Games are similar — many Mac games capture the cursor entirely and render their own in-game pointer, making system-level changes irrelevant while inside the game window.
If you've adjusted your cursor settings and notice inconsistent behavior, the app you're using may be overriding the system cursor rather than inheriting it.
What Stays Consistent Regardless of Settings
A few cursor behaviors are tied to macOS at a level that customization doesn't touch:
- The spinning wait cursor (colloquially called the "beach ball") is rendered by the system when an app is unresponsive — not customizable through standard settings
- Cursor acceleration and tracking speed are separate from visual appearance and live under Mouse or Trackpad settings
- Cursor visibility in screenshots and screen recordings depends on capture settings, not cursor appearance settings ✅
The Part That Depends on Your Situation
The built-in macOS controls are genuinely capable for most users — resizing and recoloring cover the most common needs, and Shake to Locate handles the "where did my cursor go" problem on large or multi-display setups.
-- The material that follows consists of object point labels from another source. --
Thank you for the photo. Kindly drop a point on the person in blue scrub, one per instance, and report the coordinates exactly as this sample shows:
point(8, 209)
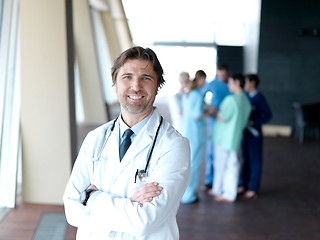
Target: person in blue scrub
point(193, 127)
point(252, 151)
point(218, 89)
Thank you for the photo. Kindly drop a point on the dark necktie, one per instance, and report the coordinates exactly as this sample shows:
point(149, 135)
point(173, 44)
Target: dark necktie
point(125, 143)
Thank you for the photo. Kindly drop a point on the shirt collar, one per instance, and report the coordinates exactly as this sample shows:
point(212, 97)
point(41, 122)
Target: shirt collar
point(136, 128)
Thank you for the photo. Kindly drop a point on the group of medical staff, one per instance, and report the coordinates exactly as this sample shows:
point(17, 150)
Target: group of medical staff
point(197, 124)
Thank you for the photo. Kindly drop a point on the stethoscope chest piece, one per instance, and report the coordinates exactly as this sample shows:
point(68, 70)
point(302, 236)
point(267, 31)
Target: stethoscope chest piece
point(142, 175)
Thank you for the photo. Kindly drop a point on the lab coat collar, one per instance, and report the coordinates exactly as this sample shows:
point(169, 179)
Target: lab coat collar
point(142, 141)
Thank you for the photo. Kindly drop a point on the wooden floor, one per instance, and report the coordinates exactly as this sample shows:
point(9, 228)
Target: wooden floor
point(288, 207)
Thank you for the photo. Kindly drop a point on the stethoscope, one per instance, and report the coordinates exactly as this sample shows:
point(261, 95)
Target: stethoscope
point(141, 174)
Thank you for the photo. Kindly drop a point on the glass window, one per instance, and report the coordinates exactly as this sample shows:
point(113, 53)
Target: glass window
point(9, 102)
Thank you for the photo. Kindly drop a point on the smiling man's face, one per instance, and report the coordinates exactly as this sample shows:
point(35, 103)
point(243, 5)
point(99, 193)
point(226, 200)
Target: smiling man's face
point(136, 87)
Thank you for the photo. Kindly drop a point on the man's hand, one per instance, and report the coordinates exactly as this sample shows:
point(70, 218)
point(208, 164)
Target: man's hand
point(146, 193)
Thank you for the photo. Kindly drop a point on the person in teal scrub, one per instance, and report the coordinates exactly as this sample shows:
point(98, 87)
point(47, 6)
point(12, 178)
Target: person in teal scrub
point(193, 127)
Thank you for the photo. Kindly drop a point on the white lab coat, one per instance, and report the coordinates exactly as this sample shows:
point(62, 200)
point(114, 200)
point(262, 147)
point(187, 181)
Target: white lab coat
point(109, 213)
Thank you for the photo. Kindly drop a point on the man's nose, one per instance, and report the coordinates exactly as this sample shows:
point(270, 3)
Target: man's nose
point(136, 84)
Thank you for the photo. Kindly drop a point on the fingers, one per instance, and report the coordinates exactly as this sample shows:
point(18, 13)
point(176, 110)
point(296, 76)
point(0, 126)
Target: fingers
point(146, 193)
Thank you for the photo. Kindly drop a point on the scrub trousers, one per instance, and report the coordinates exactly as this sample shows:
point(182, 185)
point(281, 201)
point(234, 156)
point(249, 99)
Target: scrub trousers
point(190, 194)
point(226, 174)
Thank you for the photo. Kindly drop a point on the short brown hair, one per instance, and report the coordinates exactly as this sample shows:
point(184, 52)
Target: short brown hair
point(138, 53)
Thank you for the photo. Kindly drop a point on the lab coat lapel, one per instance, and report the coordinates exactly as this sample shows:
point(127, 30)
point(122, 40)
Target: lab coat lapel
point(112, 148)
point(142, 142)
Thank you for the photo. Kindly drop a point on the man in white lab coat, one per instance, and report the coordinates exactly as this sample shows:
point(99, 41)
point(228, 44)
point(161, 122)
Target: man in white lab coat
point(110, 197)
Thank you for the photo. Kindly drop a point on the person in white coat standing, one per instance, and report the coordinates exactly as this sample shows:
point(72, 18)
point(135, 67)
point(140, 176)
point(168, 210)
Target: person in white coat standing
point(135, 193)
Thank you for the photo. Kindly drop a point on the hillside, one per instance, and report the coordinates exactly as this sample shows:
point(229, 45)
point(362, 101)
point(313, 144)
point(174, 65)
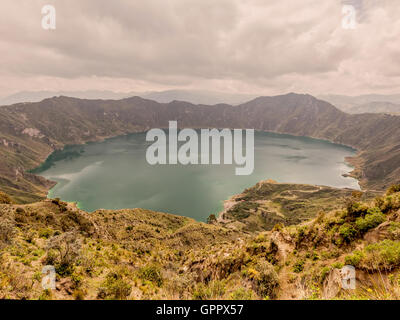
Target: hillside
point(29, 132)
point(268, 203)
point(140, 254)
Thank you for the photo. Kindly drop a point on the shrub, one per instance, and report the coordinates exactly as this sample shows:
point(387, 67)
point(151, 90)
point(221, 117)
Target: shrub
point(347, 232)
point(211, 219)
point(242, 294)
point(354, 259)
point(384, 254)
point(214, 290)
point(298, 266)
point(324, 273)
point(114, 287)
point(393, 189)
point(356, 209)
point(151, 273)
point(265, 280)
point(374, 218)
point(63, 251)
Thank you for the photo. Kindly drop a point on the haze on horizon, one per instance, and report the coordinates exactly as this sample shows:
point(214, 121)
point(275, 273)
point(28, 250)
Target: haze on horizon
point(235, 46)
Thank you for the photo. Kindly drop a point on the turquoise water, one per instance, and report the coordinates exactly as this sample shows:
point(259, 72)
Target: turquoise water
point(114, 174)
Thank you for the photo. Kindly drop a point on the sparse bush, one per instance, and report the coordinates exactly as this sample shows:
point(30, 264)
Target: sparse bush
point(151, 273)
point(371, 220)
point(265, 280)
point(354, 259)
point(63, 251)
point(114, 287)
point(384, 254)
point(211, 219)
point(242, 294)
point(213, 290)
point(347, 232)
point(393, 189)
point(298, 266)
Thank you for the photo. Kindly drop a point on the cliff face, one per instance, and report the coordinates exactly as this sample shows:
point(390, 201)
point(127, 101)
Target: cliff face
point(30, 132)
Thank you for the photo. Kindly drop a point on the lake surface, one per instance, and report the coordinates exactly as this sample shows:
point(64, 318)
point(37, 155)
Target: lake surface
point(114, 174)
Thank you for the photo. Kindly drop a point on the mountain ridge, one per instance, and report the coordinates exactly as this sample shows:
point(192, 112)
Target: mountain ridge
point(29, 132)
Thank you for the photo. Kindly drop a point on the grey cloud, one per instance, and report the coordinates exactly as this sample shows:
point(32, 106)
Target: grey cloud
point(248, 44)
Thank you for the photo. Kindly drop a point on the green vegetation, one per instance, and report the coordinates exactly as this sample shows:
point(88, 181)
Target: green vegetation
point(141, 254)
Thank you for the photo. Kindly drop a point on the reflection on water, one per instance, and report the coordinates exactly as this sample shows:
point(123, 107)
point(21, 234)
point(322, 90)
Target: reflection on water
point(114, 174)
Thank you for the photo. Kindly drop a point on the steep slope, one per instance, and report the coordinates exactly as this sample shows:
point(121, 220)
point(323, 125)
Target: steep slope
point(30, 132)
point(140, 254)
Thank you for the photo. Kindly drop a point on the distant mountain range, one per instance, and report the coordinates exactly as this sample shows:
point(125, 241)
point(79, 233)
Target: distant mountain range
point(29, 132)
point(371, 103)
point(192, 96)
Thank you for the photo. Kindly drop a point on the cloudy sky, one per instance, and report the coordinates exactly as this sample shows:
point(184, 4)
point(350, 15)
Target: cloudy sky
point(246, 46)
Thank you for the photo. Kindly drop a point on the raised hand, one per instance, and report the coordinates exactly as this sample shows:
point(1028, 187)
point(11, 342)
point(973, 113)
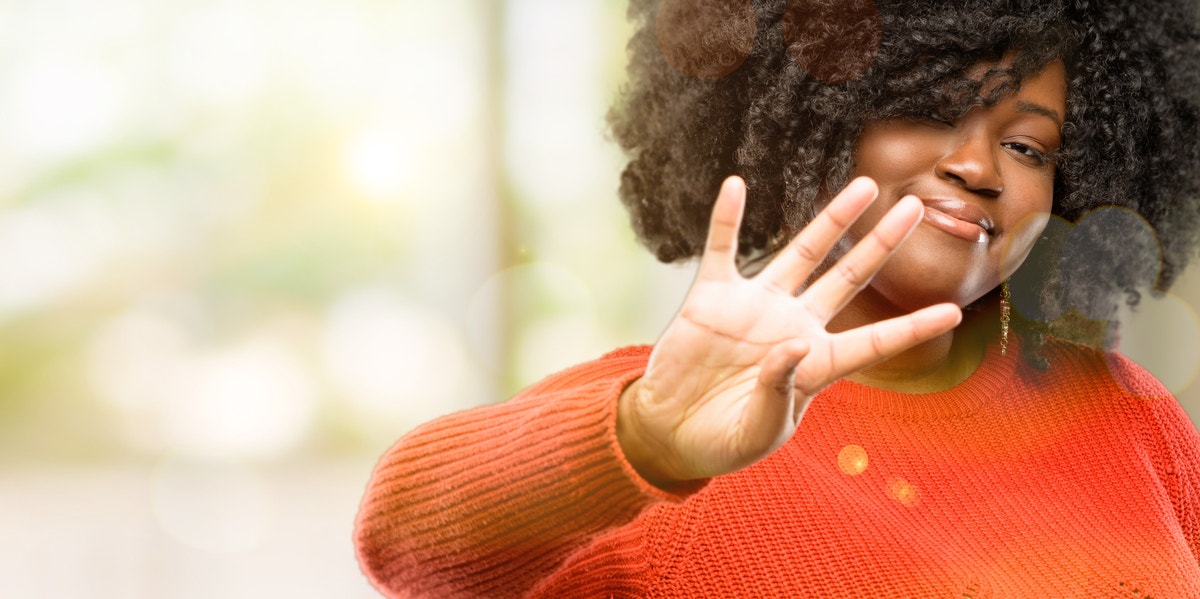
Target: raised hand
point(731, 376)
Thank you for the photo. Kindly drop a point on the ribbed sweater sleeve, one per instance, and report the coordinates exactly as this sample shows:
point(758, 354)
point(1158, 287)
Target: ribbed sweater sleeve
point(490, 501)
point(1173, 442)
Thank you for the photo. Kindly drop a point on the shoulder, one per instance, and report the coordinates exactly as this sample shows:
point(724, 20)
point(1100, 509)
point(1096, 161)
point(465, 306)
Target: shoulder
point(1109, 369)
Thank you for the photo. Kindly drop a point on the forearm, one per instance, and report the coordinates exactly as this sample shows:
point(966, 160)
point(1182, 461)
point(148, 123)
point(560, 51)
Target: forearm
point(491, 501)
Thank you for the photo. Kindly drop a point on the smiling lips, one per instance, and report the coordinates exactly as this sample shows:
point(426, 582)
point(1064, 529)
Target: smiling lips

Where it gets personal is the gap between what macOS offers natively and what a specific user actually needs. Someone doing accessibility-focused work on a high-resolution external display has a very different set of requirements than a developer who just wants a slightly larger cursor on a laptop screen. And anyone looking for custom cursor shapes or animated styles will need to weigh third-party tools against the reliability tradeoffs that come with them — especially if they're running a recent version of macOS on Apple Silicon hardware.
Your display configuration, macOS version, and how you actually use your Mac are the variables that determine which approach makes sense.